Coups de théâtre et suspense maintiennent l'attention de bout en bout. L'interprétation est au diapason. Bravo !

Commentaires

  • On va essayer de trouver une séance, votre critique confirme le talent de ce metteur en scène
    Passez de belles fêtes de fin d’année

  • Je vous encourage à faire le maximum pour voir ce film.
    Je vous souhaite de très agréables fêtes également.

  • Je vais essayer de le voir avant la fin de l'année. (moi aussi quand je vois certaines critiques, je me dis que je peux y aller sans crainte).

  • Merci :-) Encore un excellent film venu d'Iran.

  • Bonjour Pascale, j'en redemande des films qui "ronronnent" comme cela. Remarquable de bout en bout. Bonne fin d'après-midi et bonnes fêtes.

  • Bonsoir Dasola.
    Les critiques méritent des baffes parfois. J'étais complètement "stressée" pendant tout le film. Pas du tout ronronnante. Bonne soirée et excellent Noël.

  • J'adore ton coup de gueule en début de chronique (Ceci dit tu n'es pas seule, Positif a aimé je crois). Complètement d'accord avec toi sur le cinéma iranien. Tu m'as donné très envie de le voir. Je vais essayer de le mettre au planning.
    D'ici là, bon sapin et champagne à bûche que veux-tu. ;-)

  • C'est pas vraiment un coup de gueule... mais franchement leur façon d'aimer le cinéma m'exaspère. Il n'y a pas que l'élite qui voit des films.
    Ah oui, il FAUT le voir celui-là. Un de plus.
    Je déteste le champagne mais je peux me débrouiller sans. C'est chez moi cette année. On teste à gogo. 8 sur 12 négatifs. On attend les 4 derniers résultats.

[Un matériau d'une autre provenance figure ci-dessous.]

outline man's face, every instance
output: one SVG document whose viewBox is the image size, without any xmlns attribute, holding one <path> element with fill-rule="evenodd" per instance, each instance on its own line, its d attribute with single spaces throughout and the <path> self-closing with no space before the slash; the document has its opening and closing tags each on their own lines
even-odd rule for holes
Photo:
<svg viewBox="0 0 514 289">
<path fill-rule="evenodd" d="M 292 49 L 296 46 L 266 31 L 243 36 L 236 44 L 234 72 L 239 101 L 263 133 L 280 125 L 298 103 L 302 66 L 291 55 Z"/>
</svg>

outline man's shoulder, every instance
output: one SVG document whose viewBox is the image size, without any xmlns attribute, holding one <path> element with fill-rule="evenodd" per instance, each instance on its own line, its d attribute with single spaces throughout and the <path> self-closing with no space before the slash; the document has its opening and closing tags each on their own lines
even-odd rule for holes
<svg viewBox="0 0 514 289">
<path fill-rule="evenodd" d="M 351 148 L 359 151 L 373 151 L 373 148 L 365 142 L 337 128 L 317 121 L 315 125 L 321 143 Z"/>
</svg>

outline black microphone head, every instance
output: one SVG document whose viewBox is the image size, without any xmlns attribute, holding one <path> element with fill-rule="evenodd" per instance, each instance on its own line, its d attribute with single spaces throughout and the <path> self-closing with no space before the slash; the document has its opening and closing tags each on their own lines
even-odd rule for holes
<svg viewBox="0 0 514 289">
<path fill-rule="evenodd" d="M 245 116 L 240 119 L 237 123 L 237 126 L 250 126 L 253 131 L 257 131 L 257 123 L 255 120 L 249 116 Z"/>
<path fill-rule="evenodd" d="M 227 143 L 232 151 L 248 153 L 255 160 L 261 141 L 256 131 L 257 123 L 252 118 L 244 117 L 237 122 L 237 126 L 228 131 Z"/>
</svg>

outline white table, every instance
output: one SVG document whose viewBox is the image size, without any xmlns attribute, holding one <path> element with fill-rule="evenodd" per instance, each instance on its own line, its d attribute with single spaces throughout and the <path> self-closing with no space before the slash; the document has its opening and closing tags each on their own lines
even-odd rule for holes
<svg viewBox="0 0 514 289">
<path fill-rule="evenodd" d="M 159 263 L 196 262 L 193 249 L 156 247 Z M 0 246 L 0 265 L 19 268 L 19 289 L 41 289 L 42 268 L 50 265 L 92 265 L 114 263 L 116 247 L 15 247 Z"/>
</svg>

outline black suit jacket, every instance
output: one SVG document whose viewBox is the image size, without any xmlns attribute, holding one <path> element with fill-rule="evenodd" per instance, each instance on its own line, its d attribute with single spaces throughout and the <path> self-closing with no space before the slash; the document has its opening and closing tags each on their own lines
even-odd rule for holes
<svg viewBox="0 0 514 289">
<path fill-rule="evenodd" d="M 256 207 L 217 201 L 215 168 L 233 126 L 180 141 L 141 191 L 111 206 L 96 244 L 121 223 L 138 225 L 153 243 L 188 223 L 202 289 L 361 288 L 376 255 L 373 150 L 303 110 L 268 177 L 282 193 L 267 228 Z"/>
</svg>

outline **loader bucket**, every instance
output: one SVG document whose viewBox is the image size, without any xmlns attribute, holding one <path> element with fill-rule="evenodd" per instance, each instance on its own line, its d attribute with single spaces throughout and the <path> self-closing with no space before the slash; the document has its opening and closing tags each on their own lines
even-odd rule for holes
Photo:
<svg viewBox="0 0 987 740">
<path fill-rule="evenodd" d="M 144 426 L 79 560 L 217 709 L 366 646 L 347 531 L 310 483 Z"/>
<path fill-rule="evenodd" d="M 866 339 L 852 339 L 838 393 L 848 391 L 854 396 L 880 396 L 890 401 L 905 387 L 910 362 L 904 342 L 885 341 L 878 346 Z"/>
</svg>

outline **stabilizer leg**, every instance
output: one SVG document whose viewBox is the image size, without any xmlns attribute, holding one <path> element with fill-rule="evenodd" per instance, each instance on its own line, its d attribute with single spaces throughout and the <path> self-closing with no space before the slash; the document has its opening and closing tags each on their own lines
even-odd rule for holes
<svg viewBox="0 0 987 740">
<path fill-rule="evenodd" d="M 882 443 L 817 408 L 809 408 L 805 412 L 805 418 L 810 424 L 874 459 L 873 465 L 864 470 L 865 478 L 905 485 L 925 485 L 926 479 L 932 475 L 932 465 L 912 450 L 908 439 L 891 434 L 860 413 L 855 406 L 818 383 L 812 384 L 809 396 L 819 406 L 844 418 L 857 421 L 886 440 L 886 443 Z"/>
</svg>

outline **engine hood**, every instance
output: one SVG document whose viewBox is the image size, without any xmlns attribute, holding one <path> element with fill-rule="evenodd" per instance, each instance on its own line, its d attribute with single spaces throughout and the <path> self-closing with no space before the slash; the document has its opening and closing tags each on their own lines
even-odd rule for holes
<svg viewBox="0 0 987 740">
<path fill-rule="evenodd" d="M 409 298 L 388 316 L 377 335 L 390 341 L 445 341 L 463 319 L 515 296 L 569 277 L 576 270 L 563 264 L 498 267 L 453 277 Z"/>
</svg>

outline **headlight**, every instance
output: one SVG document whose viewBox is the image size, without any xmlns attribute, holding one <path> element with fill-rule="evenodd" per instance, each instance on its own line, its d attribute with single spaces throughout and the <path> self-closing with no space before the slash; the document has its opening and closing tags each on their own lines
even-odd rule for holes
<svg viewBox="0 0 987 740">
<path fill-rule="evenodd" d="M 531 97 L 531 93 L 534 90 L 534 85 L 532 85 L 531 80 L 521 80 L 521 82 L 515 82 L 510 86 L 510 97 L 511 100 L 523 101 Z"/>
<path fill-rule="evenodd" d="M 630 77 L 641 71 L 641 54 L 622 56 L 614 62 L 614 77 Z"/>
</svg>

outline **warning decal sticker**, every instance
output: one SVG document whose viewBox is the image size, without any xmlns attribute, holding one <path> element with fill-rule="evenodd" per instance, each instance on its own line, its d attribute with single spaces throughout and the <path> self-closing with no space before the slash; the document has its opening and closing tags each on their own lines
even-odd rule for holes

  • Je ne sais pas ce que les Inrocks, Libé, les Cahiers et Laurent Delmas ont contre ce film (de toute façon je ne jure que par Michel Ciment de Positif, même si je lui en veux de ne pas aimer Verhoeven), alors que c'est sans doute le meilleur Farhadi depuis "Une Séparation" (bon certes, je n'ai vu que "Le Passé" entre les deux). Un film fort, édifiant, au propos universel et doté d'une mise en scène sèche mais travaillée, et ô combien en prise avec son récit. Bref, comme tu l'as écrit, à mettre au rang de coups de maîtres iraniens de cette année.

  • J'avais moins aimé le Passé et n'avais pas du tout apprécié les enfants de Belleville mais contrairement à tout le monde j'avais été embarquée par Everybody knows.
    Le cinéma iranien c'est quelque chose ! Comme le cinéma coréen on sait qu'on va vivre une expérience.

  • C'est vrai que le cinéma iranien nous offre de belles découvertes. Très belle 1ere scène sur ces échafaudages ( en bambou ??) qui nous donne le vertige et nous permet de découvrir un peu l'Iran.
    Au départ on a envie d'aider ce pauvre Rahim mais il devient un peu exaspérant à tout faire pour emmêler cette situation.
    Je crois que je viens de voir plus de film iraniens en quelques semaines ( 3 films et sans doute un 4ème d'ici quelques jours) que dans tout le reste de ma vie....!

  • ça m'a vraiment fait flipper cette première scène !
    Oui il peut être agaçant avec son sourire permanent.
    Le cinéma iranien devient incontournable et en effet un nouveau film va sortir ces jours ci.